I don’t know what could be the cause of the connection error, but even if it keeps happening, the consequences should be intermittent. The persistent bad state, especially indicated by this log line:

Can’t reconnect until invalid transaction is rolled back

indicates a bug in JupyterHub. We have a few db.rollback()s sprinkled around that are meant to get the db back by doing the rollback suggested in the error, but somehow that’s not happening.

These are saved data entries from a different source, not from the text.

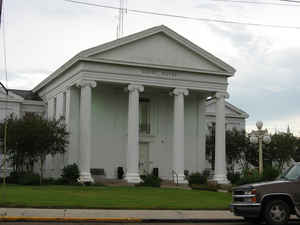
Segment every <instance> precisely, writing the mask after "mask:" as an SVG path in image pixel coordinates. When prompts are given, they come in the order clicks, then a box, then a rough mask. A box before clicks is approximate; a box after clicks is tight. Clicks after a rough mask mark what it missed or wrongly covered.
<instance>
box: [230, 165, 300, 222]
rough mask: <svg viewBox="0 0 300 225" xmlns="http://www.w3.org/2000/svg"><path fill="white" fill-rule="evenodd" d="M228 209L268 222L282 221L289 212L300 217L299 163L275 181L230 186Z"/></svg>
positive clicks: (287, 221) (249, 218)
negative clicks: (231, 200)
mask: <svg viewBox="0 0 300 225" xmlns="http://www.w3.org/2000/svg"><path fill="white" fill-rule="evenodd" d="M230 209H231V211H232V212H233V213H234V214H235V215H236V216H242V217H244V218H245V220H247V221H249V222H260V221H263V220H264V221H265V222H266V223H267V224H270V225H283V224H286V223H287V222H288V220H289V218H290V215H292V214H294V215H297V216H298V217H300V163H297V164H294V165H293V166H291V167H290V168H289V169H288V170H286V172H285V173H283V175H282V176H280V177H279V178H278V179H277V180H275V181H271V182H260V183H255V184H246V185H242V186H239V187H235V188H233V189H232V204H231V205H230Z"/></svg>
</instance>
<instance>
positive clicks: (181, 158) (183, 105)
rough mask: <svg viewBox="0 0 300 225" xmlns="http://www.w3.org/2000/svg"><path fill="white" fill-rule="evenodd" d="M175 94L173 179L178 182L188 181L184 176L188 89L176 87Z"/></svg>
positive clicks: (173, 117) (174, 102)
mask: <svg viewBox="0 0 300 225" xmlns="http://www.w3.org/2000/svg"><path fill="white" fill-rule="evenodd" d="M172 94H173V95H174V117H173V121H174V127H173V130H174V131H173V133H174V135H173V172H174V174H173V179H176V182H178V183H181V184H183V183H187V180H185V176H184V96H187V95H188V94H189V91H188V90H187V89H183V88H175V89H174V90H173V92H172Z"/></svg>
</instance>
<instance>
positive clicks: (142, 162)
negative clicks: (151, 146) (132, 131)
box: [139, 142, 150, 175]
mask: <svg viewBox="0 0 300 225" xmlns="http://www.w3.org/2000/svg"><path fill="white" fill-rule="evenodd" d="M139 149H140V150H139V151H140V154H139V170H140V175H146V174H148V173H149V169H150V161H149V143H145V142H140V144H139Z"/></svg>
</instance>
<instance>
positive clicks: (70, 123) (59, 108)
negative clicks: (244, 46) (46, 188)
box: [0, 26, 248, 183]
mask: <svg viewBox="0 0 300 225" xmlns="http://www.w3.org/2000/svg"><path fill="white" fill-rule="evenodd" d="M234 73H235V70H234V69H233V68H232V67H231V66H229V65H228V64H226V63H225V62H223V61H222V60H220V59H218V58H216V57H215V56H213V55H212V54H210V53H208V52H206V51H205V50H203V49H202V48H200V47H198V46H196V45H195V44H193V43H191V42H190V41H189V40H187V39H185V38H184V37H182V36H180V35H179V34H177V33H176V32H174V31H172V30H171V29H169V28H167V27H166V26H158V27H153V28H151V29H147V30H144V31H142V32H139V33H136V34H133V35H129V36H126V37H123V38H120V39H117V40H115V41H112V42H109V43H105V44H102V45H99V46H96V47H94V48H91V49H87V50H85V51H82V52H80V53H79V54H77V55H76V56H74V57H73V58H71V59H70V60H69V61H67V62H66V63H65V64H64V65H63V66H61V67H60V68H58V69H57V70H56V71H55V72H54V73H52V74H51V75H50V76H49V77H47V78H46V79H45V80H44V81H42V82H41V83H40V84H38V85H37V86H36V87H35V88H34V89H33V90H32V91H20V90H10V92H9V102H8V103H5V104H10V105H9V107H10V110H11V111H14V113H15V114H16V115H18V116H22V114H24V113H25V112H27V111H34V112H38V113H43V112H44V113H45V114H46V115H47V116H48V118H59V117H60V116H64V117H65V119H66V123H67V128H68V131H69V132H70V137H69V140H70V144H69V147H68V150H67V153H66V154H65V155H59V156H55V157H50V156H49V157H47V162H46V168H45V170H46V171H45V172H46V174H48V175H49V176H51V175H53V176H58V175H59V173H60V169H61V168H62V167H63V166H64V165H68V164H72V163H77V164H78V165H79V168H80V180H81V181H82V182H87V181H93V176H92V175H93V174H91V171H103V176H104V177H106V178H115V177H116V176H117V175H116V171H117V168H118V167H123V169H124V171H125V179H126V180H127V181H128V182H129V183H138V182H140V175H141V174H145V173H150V172H151V171H152V170H153V168H157V169H156V170H158V171H159V176H160V177H161V178H162V179H169V180H172V179H174V177H176V179H178V182H179V183H186V180H185V176H184V171H185V170H188V171H189V172H196V171H200V172H201V171H203V170H204V169H205V168H207V167H208V163H207V160H206V158H205V135H206V133H207V126H208V124H209V123H215V126H216V154H215V172H214V179H215V180H216V181H217V182H219V183H226V182H227V179H226V159H225V129H226V126H227V129H231V128H232V127H236V128H238V129H244V128H245V119H246V118H247V117H248V115H247V113H245V112H244V111H242V110H240V109H238V108H237V107H235V106H233V105H231V104H229V103H228V102H226V101H225V99H226V98H228V93H227V88H228V78H229V77H231V76H233V75H234ZM0 97H1V96H0ZM3 99H4V95H3V96H2V97H1V102H0V104H4V100H3ZM14 99H15V100H16V101H14ZM2 100H3V101H2ZM2 117H3V116H2ZM225 121H226V123H225ZM93 169H94V170H93Z"/></svg>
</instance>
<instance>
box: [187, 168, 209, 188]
mask: <svg viewBox="0 0 300 225" xmlns="http://www.w3.org/2000/svg"><path fill="white" fill-rule="evenodd" d="M208 176H209V173H207V172H206V171H204V172H203V173H199V172H196V173H191V174H190V175H189V176H188V177H187V180H188V182H189V185H190V186H192V185H193V184H206V183H207V178H208Z"/></svg>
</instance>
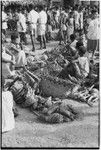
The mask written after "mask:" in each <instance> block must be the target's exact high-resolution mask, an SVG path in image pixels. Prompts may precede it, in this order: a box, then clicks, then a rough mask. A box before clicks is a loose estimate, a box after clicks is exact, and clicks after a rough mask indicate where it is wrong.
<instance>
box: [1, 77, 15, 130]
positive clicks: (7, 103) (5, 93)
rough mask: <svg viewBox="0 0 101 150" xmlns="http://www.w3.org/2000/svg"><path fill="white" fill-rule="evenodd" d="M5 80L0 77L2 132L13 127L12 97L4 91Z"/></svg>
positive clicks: (12, 106) (13, 115) (9, 129)
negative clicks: (1, 90) (1, 86)
mask: <svg viewBox="0 0 101 150" xmlns="http://www.w3.org/2000/svg"><path fill="white" fill-rule="evenodd" d="M4 84H5V79H4V77H3V76H2V132H7V131H10V130H12V129H14V127H15V120H14V114H13V95H12V93H11V92H10V91H5V90H4Z"/></svg>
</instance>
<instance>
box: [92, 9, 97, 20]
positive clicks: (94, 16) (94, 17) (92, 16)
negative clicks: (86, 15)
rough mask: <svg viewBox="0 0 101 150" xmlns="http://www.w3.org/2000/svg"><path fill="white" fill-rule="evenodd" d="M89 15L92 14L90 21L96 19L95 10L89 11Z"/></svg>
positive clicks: (96, 16) (95, 9)
mask: <svg viewBox="0 0 101 150" xmlns="http://www.w3.org/2000/svg"><path fill="white" fill-rule="evenodd" d="M91 14H92V19H95V18H97V10H96V9H93V10H92V11H91Z"/></svg>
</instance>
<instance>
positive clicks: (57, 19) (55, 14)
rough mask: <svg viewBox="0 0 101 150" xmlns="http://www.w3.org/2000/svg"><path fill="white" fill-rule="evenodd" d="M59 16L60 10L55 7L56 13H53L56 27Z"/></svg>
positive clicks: (59, 14)
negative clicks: (54, 13)
mask: <svg viewBox="0 0 101 150" xmlns="http://www.w3.org/2000/svg"><path fill="white" fill-rule="evenodd" d="M59 16H60V11H59V8H58V7H56V14H55V21H56V28H58V27H59Z"/></svg>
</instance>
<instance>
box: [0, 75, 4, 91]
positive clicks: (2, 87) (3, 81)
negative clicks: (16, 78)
mask: <svg viewBox="0 0 101 150" xmlns="http://www.w3.org/2000/svg"><path fill="white" fill-rule="evenodd" d="M4 85H5V78H4V76H2V81H1V87H2V90H4Z"/></svg>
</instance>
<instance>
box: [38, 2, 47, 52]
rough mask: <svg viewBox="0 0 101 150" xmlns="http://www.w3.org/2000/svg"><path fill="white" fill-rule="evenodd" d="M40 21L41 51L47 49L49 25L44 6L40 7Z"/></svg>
mask: <svg viewBox="0 0 101 150" xmlns="http://www.w3.org/2000/svg"><path fill="white" fill-rule="evenodd" d="M38 8H39V19H38V35H39V40H40V49H43V48H44V49H46V37H45V32H46V23H47V14H46V12H45V11H44V8H43V6H42V5H39V7H38Z"/></svg>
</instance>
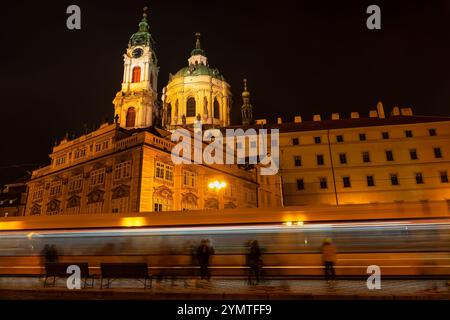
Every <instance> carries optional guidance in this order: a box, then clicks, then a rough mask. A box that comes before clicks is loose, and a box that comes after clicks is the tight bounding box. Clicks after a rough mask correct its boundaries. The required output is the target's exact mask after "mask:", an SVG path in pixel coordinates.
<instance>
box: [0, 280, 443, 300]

This probably means there are some places where a db error can occur that don’t have this catch & rollback logic, and/or this catch & rollback isn’t sufficient itself (for instance, I would expect the first request after getting into this bad state to trigger the rollback in the error here.

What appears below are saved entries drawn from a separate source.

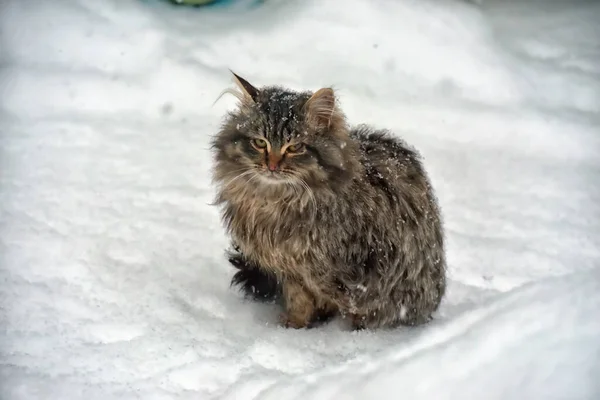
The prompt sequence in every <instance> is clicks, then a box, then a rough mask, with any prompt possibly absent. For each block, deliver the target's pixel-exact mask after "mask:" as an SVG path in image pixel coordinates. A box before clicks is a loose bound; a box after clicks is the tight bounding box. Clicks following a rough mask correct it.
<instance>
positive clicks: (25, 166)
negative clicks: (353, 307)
mask: <svg viewBox="0 0 600 400" xmlns="http://www.w3.org/2000/svg"><path fill="white" fill-rule="evenodd" d="M599 20H600V3H599V2H592V1H578V0H572V1H569V0H564V1H556V0H554V1H553V0H547V1H532V0H522V1H516V0H512V1H509V0H506V1H500V0H497V1H485V0H484V1H458V0H455V1H452V0H419V1H416V0H398V1H383V0H380V1H376V0H373V1H361V0H344V1H341V0H331V1H319V0H295V1H283V0H279V1H276V0H271V1H267V2H266V4H265V5H264V6H263V7H261V8H258V9H254V10H245V11H243V10H236V11H226V10H210V9H206V10H200V9H190V8H176V7H171V6H169V5H166V4H164V3H162V2H159V1H137V0H102V1H83V0H70V1H67V0H56V1H41V0H40V1H35V0H30V1H19V0H4V1H2V3H1V4H0V29H1V42H0V61H1V63H0V66H1V69H0V88H1V92H0V93H1V96H0V132H1V139H0V190H1V192H0V213H1V214H0V234H1V242H0V246H1V247H0V262H1V264H0V274H1V275H0V278H1V285H0V322H1V325H2V329H1V330H0V398H2V399H3V400H4V399H6V400H9V399H10V400H12V399H28V400H29V399H86V400H94V399H144V400H150V399H202V400H203V399H282V400H283V399H336V400H337V399H397V398H402V399H457V398H460V399H484V398H485V399H517V398H518V399H590V400H591V399H598V398H600V380H599V379H598V378H599V377H600V261H599V259H600V239H599V236H600V157H599V156H598V154H599V152H600V24H598V21H599ZM229 68H231V69H232V70H234V71H235V72H236V73H238V74H240V75H242V76H244V77H245V78H247V79H248V80H249V81H250V82H252V83H254V84H256V85H258V86H260V85H266V84H280V85H285V86H288V87H291V88H294V89H311V90H315V89H318V88H319V87H322V86H328V85H333V86H334V87H335V88H336V90H337V92H338V95H339V97H340V101H341V105H342V107H343V109H344V110H345V111H346V113H347V115H348V118H349V120H350V122H351V123H370V124H373V125H375V126H377V127H381V128H388V129H391V130H393V131H394V132H396V134H398V135H400V136H402V137H403V138H404V139H405V140H407V141H408V142H409V143H411V144H412V145H414V146H415V147H417V148H418V149H419V151H420V152H421V153H422V155H423V157H424V162H425V165H426V168H427V170H428V172H429V174H430V176H431V179H432V182H433V185H434V187H435V189H436V191H437V195H438V197H439V200H440V203H441V205H442V208H443V213H444V220H445V227H446V238H447V250H448V262H449V271H448V274H449V288H448V293H447V296H446V298H445V299H444V302H443V304H442V307H441V308H440V310H439V313H438V314H437V315H436V318H435V320H434V321H433V322H432V323H430V324H428V325H426V326H423V327H419V328H398V329H393V330H381V331H361V332H351V331H349V330H348V329H346V328H345V326H344V325H343V324H341V323H340V322H339V321H337V320H334V321H332V322H331V323H329V324H327V325H325V326H322V327H319V328H316V329H312V330H290V329H284V328H281V327H279V326H278V325H277V323H276V322H277V315H278V309H277V308H276V306H274V305H264V304H257V303H253V302H250V301H246V300H244V299H243V297H242V296H241V294H240V293H239V292H237V291H236V290H234V289H231V288H230V287H229V281H230V278H231V275H232V273H233V271H232V268H231V267H230V266H229V265H228V263H227V261H226V259H225V257H224V249H225V248H226V247H227V246H228V244H229V243H228V239H227V237H226V236H225V234H224V231H223V228H222V225H221V223H220V219H219V213H218V209H217V208H216V207H214V206H211V205H210V204H209V203H210V202H211V201H212V200H213V198H214V189H213V187H212V186H211V182H210V168H211V154H210V150H209V148H208V145H209V139H210V136H211V135H213V134H214V133H215V132H216V130H217V129H218V127H219V124H220V122H221V118H222V117H223V115H224V113H225V112H226V110H228V109H230V108H231V107H232V106H233V104H234V101H233V99H232V98H226V97H224V98H223V99H222V100H220V101H219V102H217V103H216V104H214V105H213V102H214V101H215V99H216V98H217V96H218V95H219V93H220V92H221V91H222V90H223V89H225V88H227V87H231V77H230V73H229V71H228V69H229Z"/></svg>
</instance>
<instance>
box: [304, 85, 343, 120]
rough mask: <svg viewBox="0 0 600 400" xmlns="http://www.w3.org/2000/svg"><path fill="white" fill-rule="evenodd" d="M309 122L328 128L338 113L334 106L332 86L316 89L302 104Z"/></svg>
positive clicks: (334, 102) (336, 106)
mask: <svg viewBox="0 0 600 400" xmlns="http://www.w3.org/2000/svg"><path fill="white" fill-rule="evenodd" d="M304 110H305V112H306V116H307V119H308V120H309V122H311V123H313V124H315V125H316V126H317V127H318V128H329V127H331V125H332V122H334V119H336V117H337V114H338V113H339V112H338V110H337V106H336V100H335V93H334V92H333V89H332V88H321V89H319V90H317V91H316V92H315V93H314V94H313V95H312V96H311V97H310V99H308V101H307V102H306V103H305V104H304Z"/></svg>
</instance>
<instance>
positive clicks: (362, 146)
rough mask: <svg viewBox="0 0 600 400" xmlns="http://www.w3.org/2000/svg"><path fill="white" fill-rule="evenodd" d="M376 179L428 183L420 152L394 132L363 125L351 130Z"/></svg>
mask: <svg viewBox="0 0 600 400" xmlns="http://www.w3.org/2000/svg"><path fill="white" fill-rule="evenodd" d="M350 137H351V138H352V139H354V140H355V141H356V142H357V143H358V146H359V149H360V153H361V162H362V164H363V166H364V167H365V173H366V175H367V178H368V179H369V181H371V182H372V183H377V182H379V183H380V184H381V185H386V186H390V185H392V186H397V185H400V186H403V185H416V186H418V187H423V188H424V187H425V186H428V179H427V176H426V173H425V170H424V168H423V165H422V163H421V156H420V154H419V152H418V151H417V150H416V149H415V148H413V147H412V146H410V145H408V144H407V143H406V142H405V141H404V140H402V139H401V138H399V137H398V136H396V135H394V134H393V133H392V132H390V131H388V130H383V129H374V128H371V127H369V126H367V125H360V126H357V127H355V128H354V129H352V130H351V131H350Z"/></svg>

I have never managed to reliably reproduce this kind of error well enough to add a test case to verify that our rollback code is robust, which it clearly isn’t.

1 Like

@manics Thanks for the reply. Unfortunately our prod systems are build using aws aurora serverless service. so even if we test with own postgreSQL server, mapping it out with aws service might be not possible… did you had chance to reproduce this by any means ?

Hi @minrk

Thanks for the reply. Its not self healing at this point. we are doing 2 work arounds

  1. To restart the jupyterhub server, so connections are fresh.
  2. To login with dummy user by accessing the jupyterhub login url… It recovers the connections.

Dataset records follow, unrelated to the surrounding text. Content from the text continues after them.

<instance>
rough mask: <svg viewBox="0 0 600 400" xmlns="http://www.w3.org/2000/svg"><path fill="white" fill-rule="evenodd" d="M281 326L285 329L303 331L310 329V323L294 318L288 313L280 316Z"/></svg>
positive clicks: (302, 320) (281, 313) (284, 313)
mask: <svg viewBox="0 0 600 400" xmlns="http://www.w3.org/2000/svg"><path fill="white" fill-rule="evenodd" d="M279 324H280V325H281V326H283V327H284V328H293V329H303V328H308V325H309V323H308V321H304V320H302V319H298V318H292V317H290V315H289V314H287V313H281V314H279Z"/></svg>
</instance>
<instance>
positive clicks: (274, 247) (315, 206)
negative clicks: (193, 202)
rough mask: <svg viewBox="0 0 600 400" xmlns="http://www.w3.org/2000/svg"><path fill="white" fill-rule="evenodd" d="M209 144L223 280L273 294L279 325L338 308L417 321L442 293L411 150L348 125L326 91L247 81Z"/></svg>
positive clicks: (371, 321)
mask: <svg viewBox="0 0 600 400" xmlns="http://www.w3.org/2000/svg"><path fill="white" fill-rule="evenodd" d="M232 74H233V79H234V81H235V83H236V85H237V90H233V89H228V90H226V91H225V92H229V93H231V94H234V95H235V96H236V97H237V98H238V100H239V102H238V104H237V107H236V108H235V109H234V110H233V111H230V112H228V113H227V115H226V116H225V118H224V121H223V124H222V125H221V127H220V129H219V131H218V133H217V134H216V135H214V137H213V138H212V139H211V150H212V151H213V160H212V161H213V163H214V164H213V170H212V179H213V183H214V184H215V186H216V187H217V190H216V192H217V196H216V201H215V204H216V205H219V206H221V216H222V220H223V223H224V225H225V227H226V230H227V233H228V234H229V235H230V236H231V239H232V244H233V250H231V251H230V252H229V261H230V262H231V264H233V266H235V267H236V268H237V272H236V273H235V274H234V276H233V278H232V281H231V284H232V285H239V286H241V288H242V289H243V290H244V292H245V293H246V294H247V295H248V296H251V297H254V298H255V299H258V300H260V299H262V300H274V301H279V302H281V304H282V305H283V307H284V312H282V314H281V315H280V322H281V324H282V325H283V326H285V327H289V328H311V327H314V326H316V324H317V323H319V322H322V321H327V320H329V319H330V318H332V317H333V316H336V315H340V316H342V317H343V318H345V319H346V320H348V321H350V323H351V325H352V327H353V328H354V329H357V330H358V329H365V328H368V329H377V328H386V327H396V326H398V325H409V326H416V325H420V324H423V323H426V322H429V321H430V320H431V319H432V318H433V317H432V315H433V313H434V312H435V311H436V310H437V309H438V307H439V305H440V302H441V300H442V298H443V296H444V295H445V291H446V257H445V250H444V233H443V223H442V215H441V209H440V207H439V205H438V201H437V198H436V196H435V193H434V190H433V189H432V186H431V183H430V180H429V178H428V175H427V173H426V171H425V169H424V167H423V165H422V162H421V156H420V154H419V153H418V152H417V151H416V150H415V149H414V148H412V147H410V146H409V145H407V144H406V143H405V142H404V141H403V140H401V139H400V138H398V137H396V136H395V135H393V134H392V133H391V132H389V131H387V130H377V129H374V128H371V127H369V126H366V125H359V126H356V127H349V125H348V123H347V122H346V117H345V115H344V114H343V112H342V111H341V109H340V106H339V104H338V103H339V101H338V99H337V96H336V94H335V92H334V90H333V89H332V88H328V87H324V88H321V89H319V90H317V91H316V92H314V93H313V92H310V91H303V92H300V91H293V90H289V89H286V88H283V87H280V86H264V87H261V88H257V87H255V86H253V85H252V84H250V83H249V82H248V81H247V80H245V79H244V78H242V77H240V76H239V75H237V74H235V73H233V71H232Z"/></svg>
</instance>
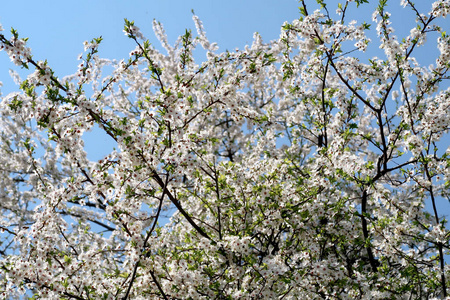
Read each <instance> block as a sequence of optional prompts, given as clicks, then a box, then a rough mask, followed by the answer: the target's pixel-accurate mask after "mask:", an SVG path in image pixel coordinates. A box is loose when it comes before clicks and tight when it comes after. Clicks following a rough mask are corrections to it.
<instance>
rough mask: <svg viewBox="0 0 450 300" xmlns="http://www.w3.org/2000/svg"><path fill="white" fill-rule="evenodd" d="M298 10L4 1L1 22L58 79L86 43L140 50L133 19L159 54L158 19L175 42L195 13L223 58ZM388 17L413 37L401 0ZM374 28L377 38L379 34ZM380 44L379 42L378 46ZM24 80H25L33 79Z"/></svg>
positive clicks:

Is it possible to point the right location for adding the db.rollback(), so I can add this in my local setup and check?

Error Trigger’s…

Again thanks for the support.

I’m not sure how usual this is, probably not very given there hasn’t been a JupyterHub 1.5.x release yet, but I’ve proposed a backport of the related DB rollback fix to the 1.x branch in the hopes of a 1.5.1 release for this issue:

We’re still on 1.5.0 because we haven’t had the time or priority to take the plunge on the 3.0 upgrade (via z2jh), but we hit this pending rollback transaction error frequently in one of our deployments and have to manually restart the hub each time it happens. It’d be nice if the fix could be put out in a 1.5.1 patch release though I’m not familiar with the backport policies of the project so I’ll understand if it’s rejected.